Bug 1285200

Summary: Dist-geo-rep : geo-rep worker crashed while init with [Errno 34] Numerical result out of range.
Product: [Red Hat Storage] Red Hat Gluster Storage Reporter: Aravinda VK <avishwan>
Component: geo-replicationAssignee: Aravinda VK <avishwan>
Status: CLOSED ERRATA QA Contact: Rahul Hinduja <rhinduja>
Severity: medium Docs Contact:
Priority: medium    
Version: rhgs-3.1CC: asrivast, avishwan, chrisw, csaba, david.macdonald, nlevinki, rhinduja, rhs-bugs, rwheeler, sankarshan, smohan, storage-qa-internal, vkoppad
Target Milestone: ---Keywords: EasyFix, ZStream
Target Release: RHGS 3.1.3   
Hardware: x86_64   
OS: Linux   
Whiteboard:
Fixed In Version: glusterfs-3.7.9-1 Doc Type: Bug Fix
Doc Text:
Story Points: ---
Clone Of: 1026780
: 1294588 (view as bug list) Environment:
Last Closed: 2016-06-23 04:57:37 UTC Type: Bug
Regression: --- Mount Type: ---
Documentation: --- CRM:
Verified Versions: Category: ---
oVirt Team: --- RHEL 7.3 requirements from Atomic Host:
Cloudforms Team: --- Target Upstream Version:
Embargoed:
Bug Depends On: 1026780    
Bug Blocks: 1294588, 1299184, 1313311    

Comment 3 Aravinda VK 2015-12-29 05:28:57 UTC
llistxattr is two syscall instead of one

SIZE = llistxattr(PATH, &VALUE, 0);
_ = llistxattr(PATH, &VALUE, SIZE);

So if any new xattrs added just after first call by any other worker, second syscall will fail with ERANGE error.

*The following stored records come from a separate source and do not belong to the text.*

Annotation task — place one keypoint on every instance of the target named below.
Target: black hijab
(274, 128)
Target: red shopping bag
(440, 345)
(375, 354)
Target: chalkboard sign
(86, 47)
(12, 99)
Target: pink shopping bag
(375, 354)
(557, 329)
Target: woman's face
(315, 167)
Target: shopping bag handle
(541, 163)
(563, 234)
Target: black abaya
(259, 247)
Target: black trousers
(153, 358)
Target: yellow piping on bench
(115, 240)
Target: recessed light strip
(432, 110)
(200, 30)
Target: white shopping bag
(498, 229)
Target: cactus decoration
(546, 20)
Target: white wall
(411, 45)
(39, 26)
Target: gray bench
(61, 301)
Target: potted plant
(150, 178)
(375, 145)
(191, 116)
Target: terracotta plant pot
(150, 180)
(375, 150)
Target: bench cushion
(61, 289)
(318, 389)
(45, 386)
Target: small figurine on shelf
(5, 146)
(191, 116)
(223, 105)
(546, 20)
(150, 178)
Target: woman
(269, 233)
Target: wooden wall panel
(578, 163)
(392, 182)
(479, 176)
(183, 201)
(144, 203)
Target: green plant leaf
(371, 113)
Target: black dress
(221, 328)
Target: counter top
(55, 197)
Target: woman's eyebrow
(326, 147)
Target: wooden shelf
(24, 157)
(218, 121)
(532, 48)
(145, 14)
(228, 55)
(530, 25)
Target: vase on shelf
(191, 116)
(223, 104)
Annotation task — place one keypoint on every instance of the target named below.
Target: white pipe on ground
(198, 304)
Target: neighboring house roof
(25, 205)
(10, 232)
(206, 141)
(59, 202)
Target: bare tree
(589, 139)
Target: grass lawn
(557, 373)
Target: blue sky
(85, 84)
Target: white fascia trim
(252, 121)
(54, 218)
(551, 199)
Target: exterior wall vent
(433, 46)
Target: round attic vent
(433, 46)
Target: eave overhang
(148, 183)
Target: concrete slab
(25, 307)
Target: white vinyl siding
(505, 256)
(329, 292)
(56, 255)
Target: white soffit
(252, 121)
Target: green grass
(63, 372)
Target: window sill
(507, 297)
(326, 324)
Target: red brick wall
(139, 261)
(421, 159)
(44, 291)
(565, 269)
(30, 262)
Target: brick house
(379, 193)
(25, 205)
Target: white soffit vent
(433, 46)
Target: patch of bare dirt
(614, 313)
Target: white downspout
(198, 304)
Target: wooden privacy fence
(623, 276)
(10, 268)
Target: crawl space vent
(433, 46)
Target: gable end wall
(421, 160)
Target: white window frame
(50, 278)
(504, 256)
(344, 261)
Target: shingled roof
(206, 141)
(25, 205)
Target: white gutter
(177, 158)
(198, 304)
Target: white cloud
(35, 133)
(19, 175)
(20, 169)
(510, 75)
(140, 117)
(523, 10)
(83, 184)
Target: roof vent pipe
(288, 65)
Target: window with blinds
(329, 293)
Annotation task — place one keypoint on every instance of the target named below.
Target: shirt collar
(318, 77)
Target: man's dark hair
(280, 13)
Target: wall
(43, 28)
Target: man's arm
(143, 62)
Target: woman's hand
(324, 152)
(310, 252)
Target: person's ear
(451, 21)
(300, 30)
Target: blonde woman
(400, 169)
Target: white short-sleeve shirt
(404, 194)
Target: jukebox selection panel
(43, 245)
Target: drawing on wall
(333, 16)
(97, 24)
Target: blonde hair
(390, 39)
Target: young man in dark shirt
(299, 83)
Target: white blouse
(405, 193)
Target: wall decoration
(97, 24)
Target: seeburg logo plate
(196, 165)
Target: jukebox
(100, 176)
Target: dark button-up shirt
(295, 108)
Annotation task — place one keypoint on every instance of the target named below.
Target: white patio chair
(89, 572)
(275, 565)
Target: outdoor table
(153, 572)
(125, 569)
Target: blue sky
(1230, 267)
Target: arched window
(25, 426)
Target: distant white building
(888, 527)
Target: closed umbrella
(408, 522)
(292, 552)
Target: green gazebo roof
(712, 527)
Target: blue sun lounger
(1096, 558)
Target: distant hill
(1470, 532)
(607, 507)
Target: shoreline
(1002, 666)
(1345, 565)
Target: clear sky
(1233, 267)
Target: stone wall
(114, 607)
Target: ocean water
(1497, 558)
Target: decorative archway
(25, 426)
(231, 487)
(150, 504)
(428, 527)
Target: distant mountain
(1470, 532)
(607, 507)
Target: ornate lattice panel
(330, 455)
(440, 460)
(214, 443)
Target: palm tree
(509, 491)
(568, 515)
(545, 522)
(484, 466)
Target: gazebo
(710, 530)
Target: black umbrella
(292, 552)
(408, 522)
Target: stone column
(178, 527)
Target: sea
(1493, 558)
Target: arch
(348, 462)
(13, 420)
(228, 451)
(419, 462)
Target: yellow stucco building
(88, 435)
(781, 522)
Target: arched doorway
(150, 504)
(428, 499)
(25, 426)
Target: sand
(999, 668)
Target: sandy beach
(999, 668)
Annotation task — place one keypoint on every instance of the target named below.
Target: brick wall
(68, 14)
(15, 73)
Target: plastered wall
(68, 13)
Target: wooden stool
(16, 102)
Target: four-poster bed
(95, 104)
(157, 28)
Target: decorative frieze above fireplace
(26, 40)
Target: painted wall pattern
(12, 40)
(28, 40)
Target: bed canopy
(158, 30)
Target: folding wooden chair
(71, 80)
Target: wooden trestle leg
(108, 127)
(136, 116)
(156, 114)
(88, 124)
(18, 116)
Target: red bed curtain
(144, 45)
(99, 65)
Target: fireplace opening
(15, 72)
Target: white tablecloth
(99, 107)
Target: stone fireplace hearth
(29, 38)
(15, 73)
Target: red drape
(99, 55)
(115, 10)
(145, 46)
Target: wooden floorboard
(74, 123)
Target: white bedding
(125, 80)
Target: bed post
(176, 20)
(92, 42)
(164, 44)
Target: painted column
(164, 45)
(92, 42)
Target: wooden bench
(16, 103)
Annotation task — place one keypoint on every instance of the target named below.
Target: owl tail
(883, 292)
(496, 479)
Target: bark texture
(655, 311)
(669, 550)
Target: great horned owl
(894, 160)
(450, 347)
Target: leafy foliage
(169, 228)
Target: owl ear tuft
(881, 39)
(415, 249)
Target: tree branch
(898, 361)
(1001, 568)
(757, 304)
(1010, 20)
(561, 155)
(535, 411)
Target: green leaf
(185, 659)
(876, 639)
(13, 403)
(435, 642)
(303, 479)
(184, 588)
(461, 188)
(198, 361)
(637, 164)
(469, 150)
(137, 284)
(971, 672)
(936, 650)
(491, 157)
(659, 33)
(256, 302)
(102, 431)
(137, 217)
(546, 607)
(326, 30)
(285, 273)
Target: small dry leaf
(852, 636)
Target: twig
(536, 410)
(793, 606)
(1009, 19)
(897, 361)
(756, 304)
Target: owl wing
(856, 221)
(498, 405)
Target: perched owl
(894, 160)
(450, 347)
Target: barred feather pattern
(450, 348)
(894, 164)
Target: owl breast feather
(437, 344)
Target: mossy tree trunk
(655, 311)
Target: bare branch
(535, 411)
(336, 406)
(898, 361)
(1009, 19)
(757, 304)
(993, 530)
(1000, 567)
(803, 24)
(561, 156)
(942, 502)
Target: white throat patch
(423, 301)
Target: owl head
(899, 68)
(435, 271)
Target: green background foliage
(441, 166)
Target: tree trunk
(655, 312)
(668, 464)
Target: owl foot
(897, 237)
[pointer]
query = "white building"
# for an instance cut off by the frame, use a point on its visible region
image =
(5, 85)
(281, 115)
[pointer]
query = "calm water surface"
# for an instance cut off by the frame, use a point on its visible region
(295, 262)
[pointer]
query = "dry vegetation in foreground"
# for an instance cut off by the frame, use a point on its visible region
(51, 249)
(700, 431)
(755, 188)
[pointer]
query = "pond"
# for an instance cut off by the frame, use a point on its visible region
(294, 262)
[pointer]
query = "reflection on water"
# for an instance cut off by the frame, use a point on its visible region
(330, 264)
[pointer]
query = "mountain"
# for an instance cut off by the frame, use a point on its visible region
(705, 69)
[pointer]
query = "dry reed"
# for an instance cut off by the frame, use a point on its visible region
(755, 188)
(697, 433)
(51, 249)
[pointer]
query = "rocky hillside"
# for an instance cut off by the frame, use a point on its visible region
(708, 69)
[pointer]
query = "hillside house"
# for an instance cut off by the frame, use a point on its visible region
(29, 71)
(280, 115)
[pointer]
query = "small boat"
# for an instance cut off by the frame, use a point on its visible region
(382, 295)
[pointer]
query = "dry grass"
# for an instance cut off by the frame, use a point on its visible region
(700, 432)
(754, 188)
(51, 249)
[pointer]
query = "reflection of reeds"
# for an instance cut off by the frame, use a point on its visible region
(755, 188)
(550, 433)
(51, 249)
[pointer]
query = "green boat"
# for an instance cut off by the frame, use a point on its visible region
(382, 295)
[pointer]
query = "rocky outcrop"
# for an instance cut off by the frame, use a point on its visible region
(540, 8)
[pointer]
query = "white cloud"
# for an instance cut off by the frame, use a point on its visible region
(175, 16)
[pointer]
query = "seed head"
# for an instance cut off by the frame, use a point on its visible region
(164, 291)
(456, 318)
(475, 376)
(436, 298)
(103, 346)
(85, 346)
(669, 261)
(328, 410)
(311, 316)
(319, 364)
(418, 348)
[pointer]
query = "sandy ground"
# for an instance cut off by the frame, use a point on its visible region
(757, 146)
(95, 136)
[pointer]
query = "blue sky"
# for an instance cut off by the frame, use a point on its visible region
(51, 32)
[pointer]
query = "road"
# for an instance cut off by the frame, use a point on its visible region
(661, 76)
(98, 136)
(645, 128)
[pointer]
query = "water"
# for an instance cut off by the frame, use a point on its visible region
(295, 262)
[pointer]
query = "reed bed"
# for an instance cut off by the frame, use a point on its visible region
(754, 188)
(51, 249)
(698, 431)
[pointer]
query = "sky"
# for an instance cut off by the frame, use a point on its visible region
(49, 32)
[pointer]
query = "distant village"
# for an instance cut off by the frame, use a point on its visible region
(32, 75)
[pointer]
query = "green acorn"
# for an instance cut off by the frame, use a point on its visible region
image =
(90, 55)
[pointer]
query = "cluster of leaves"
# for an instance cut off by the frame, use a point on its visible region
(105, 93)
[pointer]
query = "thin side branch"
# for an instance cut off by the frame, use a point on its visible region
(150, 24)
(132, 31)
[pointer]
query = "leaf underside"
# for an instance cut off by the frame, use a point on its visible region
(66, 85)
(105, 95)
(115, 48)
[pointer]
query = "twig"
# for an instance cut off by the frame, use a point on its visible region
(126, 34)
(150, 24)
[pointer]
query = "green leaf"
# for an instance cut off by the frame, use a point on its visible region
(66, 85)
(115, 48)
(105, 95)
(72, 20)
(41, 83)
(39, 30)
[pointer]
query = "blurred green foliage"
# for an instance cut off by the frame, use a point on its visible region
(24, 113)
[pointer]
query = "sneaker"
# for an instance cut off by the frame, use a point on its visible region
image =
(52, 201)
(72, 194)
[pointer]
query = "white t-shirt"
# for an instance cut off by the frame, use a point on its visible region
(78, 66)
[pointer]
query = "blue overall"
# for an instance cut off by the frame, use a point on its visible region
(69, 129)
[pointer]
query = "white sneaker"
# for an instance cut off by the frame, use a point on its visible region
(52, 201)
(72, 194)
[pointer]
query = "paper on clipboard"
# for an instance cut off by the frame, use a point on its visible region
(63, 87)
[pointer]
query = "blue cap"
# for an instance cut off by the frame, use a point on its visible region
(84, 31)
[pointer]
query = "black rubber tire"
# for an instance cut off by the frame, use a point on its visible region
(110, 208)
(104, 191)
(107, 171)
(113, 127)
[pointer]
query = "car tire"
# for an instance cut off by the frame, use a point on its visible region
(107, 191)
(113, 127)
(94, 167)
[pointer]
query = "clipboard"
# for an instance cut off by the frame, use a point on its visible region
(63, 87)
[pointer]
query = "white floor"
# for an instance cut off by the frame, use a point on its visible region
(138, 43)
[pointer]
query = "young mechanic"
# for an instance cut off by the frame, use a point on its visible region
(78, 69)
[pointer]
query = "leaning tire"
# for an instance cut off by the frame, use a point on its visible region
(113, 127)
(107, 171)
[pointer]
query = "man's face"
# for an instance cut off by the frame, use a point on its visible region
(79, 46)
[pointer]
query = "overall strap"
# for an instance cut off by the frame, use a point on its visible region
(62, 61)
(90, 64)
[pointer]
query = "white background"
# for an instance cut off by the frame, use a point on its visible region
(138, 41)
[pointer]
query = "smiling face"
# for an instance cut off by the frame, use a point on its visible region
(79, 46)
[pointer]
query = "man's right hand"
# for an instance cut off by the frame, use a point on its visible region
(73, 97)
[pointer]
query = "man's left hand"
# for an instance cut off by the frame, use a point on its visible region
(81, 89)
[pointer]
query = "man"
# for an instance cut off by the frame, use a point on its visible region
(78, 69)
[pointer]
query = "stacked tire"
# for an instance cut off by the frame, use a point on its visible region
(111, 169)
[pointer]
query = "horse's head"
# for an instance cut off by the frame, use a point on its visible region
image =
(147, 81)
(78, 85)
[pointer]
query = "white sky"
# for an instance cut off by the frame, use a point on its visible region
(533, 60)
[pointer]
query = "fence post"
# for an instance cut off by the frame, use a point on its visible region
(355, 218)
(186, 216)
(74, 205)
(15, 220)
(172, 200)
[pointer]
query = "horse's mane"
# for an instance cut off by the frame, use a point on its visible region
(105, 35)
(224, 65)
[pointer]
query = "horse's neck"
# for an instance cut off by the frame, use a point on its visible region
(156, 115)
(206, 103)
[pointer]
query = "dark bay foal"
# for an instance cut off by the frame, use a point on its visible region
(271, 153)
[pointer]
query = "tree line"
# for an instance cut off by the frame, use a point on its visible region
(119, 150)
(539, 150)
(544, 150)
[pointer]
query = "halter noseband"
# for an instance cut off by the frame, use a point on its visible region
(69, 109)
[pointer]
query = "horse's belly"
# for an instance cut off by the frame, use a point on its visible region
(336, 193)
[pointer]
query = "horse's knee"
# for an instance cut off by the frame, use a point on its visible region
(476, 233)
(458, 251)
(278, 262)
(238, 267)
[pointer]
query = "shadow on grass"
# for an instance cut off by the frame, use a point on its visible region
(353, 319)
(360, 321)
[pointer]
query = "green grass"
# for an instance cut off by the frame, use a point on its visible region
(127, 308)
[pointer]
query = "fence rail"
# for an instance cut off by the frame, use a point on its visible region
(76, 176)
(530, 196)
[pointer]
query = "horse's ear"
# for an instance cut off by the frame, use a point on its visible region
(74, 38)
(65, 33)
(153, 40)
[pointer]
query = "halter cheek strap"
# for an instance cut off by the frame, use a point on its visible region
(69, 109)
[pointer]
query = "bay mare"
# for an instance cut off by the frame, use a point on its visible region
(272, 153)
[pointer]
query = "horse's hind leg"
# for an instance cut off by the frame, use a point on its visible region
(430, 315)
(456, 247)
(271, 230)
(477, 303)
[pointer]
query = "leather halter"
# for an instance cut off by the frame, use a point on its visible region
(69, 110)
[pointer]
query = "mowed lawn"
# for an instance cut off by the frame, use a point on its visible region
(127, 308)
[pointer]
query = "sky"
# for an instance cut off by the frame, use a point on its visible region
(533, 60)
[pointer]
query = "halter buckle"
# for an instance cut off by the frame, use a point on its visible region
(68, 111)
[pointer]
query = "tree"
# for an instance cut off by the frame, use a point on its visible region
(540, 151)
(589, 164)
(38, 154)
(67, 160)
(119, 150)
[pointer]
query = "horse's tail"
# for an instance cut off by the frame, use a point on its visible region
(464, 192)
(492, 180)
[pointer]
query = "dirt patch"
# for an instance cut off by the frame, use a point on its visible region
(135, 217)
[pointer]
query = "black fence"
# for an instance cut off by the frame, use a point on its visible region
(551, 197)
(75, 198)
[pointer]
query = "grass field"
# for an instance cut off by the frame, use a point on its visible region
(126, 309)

For Geo-replication, this is not critical, Geo-rep worker goes to Faulty and restarts automatically.

Fix to be done in $SRC/geo-replication/syncdaemon/libcxattr.py
Handle ERANGE error in listxattr, llistxattr, getxattr, lgetxattr, setxattr and lsetxattr. Retry 2-3 times when ERANGE error.

Comment 4 Aravinda VK 2015-12-29 06:00:29 UTC
Upstream Patch sent http://review.gluster.org/#/c/13106/

Comment 6 Aravinda VK 2016-03-23 06:23:25 UTC
Patch for this bug is available in rhgs-3.1.3 branch as part of rebase from upstream release-3.7.9.

Comment 8 Rahul Hinduja 2016-04-18 14:41:01 UTC
Verified with the build: glusterfs-3.7.9-1

Ran automated geo-rep cases on Tiered and Non-Tiered volume. Also carried mountbroker cases. Haven't seen worker crashing with "Numerical result". Other crashes (IO error) seen during IO at slave and not during INIT of geo-replication. Moving this bug to verified state. Will revisit if seen after the other bz is fixed.

Comment 10 errata-xmlrpc 2016-06-23 04:57:37 UTC
Since the problem described in this bug report should be
resolved in a recent advisory, it has been closed with a
resolution of ERRATA.

For information on the advisory, and where to find the updated
files, follow the link below.

If the solution does not work for you, open a new bug report.

https://access.redhat.com/errata/RHBA-2016:1240